Gensim word2vec by predefined dictionary and word-index data

I need to prepare the word2vec presentation on tweets using gensim. Unlike most tutorials and code that I saw in gensim, my data is not raw, but has already been pre-processed. I have a dictionary in a text document containing 65 thousand words (including the "unknown" token and EOL token), and the tweets are saved as a numpy matrix with indexes in this dictionary. The following is a simple example of a data format:

dict.txt

you love this code 

tweets (5 unknown, and 6 - EOL)

 [[0, 1, 2, 3, 6], [3, 5, 5, 1, 6], [0, 1, 3, 6, 6]] 

I am not sure how I should handle the presentation of indexes. A simple way is to simply convert the list of indexes to a list of strings (ie [0, 1, 2, 3, 6] → ['0', '1', '2', '3', '6']), when i read it in word2vec model. However, this should be inefficient, since gensim will then try to find the internal index used, for example. '2'.

How to load this data and create a word2vec view in an efficient way using gensim?

+7
python nlp gensim word2vec
source share
2 answers

The usual way to initialize a Word2Vec model in gensim is [1]

 model = Word2Vec(sentences, size=100, window=5, min_count=5, workers=4) 

The question is, what are sentences ? sentences should be an iterator of iterations of words / tokens. This is similar to the numpy matrix, but each row may have a different length.

If you look at the documentation for gensim.models.word2vec.LineSentence , it gives you the ability to directly download text files as sentences. As a hint, according to the documentation, required

one sentence = one line; words already pre-processed and separated by spaces.

When he says words already preprocessed , this refers to filters with a lower case, stem, stopwatch and all other text cleaning processes.
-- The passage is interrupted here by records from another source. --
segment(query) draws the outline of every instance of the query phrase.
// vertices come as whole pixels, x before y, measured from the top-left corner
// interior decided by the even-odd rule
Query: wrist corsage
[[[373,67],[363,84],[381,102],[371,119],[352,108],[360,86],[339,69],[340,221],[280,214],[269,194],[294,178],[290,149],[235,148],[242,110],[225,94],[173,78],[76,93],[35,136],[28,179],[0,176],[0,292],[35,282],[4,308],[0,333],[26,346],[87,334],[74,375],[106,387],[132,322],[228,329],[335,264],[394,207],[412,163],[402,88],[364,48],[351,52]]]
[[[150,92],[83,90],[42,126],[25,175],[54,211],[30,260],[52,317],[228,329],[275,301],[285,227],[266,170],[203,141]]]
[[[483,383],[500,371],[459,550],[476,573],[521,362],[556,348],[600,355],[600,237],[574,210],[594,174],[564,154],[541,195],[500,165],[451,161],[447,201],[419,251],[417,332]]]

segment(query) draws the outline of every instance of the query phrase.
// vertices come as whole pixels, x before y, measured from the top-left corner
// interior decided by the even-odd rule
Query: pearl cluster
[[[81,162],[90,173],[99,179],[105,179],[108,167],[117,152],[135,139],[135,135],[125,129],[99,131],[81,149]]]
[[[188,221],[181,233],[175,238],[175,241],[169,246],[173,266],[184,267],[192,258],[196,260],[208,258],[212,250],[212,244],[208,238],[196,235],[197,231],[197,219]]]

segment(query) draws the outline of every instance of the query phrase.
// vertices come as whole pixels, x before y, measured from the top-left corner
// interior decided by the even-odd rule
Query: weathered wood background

In your case, you do not want 5 and 6 be on your list of offers, so you need to filter them out.

Given that you already have a numpy matrix, assuming each row is a sentence, it is better to then translate it into a 2d array and filter out all 5 and 6 . The resulting 2d array can be used directly as the sentences argument to initialize the model. The only catch is that when you want to request a model after training, you need to enter indexes instead of tokens.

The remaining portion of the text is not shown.